Velvety Butternut Squash Soup
Wine Pairing: PIETRO FAMILY CELLARS MY ANGELINA WHITE NAPA VALLEY
- 2 whole butternut squash
- 1 whole onion
- 3 tbsp GC Napa Valley Savory Extra Virgin Olive Oil
- 1 tbsp GC Napa Valley Natural Culinary Infused Lavender Honey
- 1/8 tsp nutmeg
- ¼ TSP each: GC Napa Valley Natural Sage Finishing Sea Salt & Tuscan Rosemary Finishing Sea Salt
- 4 cups vegetable stock (chicken stock can be substituted)
- ¼ tsp GC Napa Valley Natural Tuscan Rosemary Powder
- Turn oven on to 350 degrees.
- Lightly brush a medium sized baking dish with 1TBL Savory Extra Virgin Olive Oil.
- Cut butternut squash (leave skin on) in half, place into baking dish and lightly brush with Savory Extra Virgin Olive Oil. Roast squash until t completely soft to the touch- 30-45 minutes depending on size.
- Roast or sauté onions in Savory Extra Virgin Olive Oil until soft and translucent.
- Scoop cooked butternut squash out of it shell and put into in blender – Vitamix is the best one! Add sautéed onions Lavender Honey, Rosemary Sea Salt and juices from baking pan. Slowly add stock.

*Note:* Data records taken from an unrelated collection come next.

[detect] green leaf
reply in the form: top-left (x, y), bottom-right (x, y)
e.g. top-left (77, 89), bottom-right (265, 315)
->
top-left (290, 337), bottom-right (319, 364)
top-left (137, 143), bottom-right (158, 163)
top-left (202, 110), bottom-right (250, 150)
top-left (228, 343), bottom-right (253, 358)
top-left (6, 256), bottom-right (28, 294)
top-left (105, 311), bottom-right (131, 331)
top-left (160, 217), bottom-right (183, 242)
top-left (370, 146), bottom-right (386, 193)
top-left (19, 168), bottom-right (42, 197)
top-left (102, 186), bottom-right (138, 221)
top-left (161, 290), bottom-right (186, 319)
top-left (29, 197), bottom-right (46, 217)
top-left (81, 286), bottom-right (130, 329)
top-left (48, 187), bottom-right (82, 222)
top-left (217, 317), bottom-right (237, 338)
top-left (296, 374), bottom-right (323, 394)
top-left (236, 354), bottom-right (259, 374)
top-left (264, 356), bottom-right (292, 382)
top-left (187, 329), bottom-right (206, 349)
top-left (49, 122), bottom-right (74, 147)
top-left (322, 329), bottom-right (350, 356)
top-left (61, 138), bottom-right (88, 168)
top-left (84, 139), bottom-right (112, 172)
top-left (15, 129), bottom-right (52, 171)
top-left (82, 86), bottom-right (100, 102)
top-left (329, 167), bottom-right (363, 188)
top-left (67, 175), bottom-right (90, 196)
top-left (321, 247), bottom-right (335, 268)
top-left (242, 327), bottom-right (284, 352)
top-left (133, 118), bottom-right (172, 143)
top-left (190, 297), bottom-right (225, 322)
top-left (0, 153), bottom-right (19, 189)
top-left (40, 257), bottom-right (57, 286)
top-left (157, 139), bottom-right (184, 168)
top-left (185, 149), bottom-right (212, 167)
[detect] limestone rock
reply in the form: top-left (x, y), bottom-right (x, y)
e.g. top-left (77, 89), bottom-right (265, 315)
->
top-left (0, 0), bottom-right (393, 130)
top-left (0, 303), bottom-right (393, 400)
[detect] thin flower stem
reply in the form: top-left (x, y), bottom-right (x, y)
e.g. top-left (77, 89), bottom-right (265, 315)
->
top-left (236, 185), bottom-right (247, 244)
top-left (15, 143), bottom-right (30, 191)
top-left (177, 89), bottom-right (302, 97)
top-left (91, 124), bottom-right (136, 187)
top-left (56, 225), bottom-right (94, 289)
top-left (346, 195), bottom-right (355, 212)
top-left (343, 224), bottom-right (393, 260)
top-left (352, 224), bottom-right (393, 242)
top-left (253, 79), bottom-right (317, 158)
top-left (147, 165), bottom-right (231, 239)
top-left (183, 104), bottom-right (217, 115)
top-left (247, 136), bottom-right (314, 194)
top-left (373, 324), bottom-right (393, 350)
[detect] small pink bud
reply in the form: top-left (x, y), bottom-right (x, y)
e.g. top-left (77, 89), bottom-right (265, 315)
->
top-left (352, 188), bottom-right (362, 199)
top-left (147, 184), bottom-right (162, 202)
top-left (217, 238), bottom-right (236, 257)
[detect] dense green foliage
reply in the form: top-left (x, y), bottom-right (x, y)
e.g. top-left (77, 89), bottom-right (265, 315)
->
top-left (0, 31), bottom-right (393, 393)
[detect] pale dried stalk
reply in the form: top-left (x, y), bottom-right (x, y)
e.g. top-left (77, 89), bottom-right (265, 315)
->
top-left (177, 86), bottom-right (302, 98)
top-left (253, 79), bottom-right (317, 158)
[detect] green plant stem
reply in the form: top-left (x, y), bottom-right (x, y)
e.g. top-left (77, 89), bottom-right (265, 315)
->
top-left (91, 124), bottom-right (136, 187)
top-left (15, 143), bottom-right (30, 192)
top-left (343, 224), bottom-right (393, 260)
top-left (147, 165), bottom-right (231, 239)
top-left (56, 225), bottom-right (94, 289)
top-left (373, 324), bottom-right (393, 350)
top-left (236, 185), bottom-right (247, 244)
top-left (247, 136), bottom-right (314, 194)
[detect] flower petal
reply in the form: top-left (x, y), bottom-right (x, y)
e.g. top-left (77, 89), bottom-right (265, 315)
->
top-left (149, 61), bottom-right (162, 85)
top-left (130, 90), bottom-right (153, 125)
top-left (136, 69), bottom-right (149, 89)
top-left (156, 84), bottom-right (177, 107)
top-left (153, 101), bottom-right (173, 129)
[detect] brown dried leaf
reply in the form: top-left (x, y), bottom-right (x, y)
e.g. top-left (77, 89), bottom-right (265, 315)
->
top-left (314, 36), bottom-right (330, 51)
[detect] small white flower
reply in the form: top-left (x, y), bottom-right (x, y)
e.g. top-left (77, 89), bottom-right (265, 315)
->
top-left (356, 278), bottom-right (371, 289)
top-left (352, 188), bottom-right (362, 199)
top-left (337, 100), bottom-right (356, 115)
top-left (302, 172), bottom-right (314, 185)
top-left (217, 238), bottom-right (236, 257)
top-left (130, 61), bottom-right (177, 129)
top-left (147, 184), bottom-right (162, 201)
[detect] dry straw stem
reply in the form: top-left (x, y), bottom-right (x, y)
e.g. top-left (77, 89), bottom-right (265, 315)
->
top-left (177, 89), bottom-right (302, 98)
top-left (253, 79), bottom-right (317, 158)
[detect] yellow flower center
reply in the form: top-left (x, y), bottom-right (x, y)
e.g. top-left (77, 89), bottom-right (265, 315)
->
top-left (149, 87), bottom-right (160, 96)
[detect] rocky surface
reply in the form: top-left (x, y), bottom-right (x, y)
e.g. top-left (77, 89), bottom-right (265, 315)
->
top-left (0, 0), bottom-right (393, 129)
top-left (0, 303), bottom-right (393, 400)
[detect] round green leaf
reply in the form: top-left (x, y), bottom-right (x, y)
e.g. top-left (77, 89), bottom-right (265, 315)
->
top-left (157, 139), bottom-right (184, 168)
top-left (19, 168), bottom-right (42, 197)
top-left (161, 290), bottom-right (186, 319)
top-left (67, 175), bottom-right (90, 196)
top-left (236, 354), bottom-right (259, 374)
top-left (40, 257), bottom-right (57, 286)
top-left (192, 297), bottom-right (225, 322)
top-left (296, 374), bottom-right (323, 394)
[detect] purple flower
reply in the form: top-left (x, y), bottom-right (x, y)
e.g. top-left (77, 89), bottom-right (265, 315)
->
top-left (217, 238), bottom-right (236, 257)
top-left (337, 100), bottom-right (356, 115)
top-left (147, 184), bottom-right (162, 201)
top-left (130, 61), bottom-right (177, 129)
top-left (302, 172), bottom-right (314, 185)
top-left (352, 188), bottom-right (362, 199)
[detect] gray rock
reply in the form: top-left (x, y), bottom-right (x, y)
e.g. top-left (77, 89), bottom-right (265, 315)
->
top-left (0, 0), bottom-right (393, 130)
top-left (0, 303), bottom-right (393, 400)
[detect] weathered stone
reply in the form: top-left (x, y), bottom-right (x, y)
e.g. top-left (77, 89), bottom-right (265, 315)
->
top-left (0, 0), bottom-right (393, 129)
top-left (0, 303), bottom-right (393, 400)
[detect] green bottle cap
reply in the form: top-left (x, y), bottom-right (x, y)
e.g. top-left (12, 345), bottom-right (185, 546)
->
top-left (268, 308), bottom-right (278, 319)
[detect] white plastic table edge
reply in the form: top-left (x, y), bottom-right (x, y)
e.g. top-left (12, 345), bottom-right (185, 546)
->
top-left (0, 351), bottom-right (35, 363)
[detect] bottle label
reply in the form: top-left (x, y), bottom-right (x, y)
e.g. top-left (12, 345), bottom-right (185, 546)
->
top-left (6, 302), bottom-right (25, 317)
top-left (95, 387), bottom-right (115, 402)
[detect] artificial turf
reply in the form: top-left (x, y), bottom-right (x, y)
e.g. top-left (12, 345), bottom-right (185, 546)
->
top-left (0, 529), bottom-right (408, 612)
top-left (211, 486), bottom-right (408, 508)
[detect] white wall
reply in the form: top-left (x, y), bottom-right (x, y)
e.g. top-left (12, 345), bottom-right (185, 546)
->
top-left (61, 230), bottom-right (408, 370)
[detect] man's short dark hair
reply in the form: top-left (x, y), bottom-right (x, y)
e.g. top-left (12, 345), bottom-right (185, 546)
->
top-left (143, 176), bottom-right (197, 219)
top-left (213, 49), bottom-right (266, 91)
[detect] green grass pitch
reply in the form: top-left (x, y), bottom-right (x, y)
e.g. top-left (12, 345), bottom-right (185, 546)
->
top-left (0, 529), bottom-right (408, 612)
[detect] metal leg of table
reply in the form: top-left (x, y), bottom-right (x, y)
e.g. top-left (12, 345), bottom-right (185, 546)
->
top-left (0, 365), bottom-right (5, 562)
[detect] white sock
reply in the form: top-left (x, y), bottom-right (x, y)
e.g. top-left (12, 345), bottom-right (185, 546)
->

Puree until creamy.
- If using a Vitamix, puree until warm or pour squash soup into saucepan to heat until hot but not boiling.
Pour soup into decorative bowl and garnish with Sage Sea Salt or a sage leaf quickly sautéed in olive oil until slightly crispy. Drizzle a small amount of olive oil on top. If serving as an hors d’oeuvres, pour into a small shot glass. Serve hot or at room temperature. Add a Rosemary Sea Salt Crostini to serve.